DeVito sued Warner and Legendary for breach of contract and interference with contractual relations. DeVito argued that an implied contract was created when Warner accepted disclosure of the project, and Warner would not be able to use DeVito’s ideas without compensating DeVito. The plaintiff also alleged that Warner breached that contract by using ideas presented at the pitch meeting without providing compensation for their use.

Warner demurred to DeVito’s breach of implied contract claim. The court rejected Warner’s argument that the termination agreement was an integrated agreement confirming that no obligations existed between the parties.
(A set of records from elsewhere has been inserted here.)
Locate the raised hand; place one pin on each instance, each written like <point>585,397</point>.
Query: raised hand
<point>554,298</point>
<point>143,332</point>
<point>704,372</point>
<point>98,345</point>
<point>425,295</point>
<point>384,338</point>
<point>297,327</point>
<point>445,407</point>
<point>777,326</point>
Instead, it held that the termination agreement was limited to the obligations under the option agreement. The termination “does not on its face negate obligations created by any agreement other than the express option agreement,” the court pointed out. In order for an implied contract to be disregarded, the state court concluded, it must exist at the same time as the express contract and it held that the only contract in existence at the time of the breach was the implied agreement.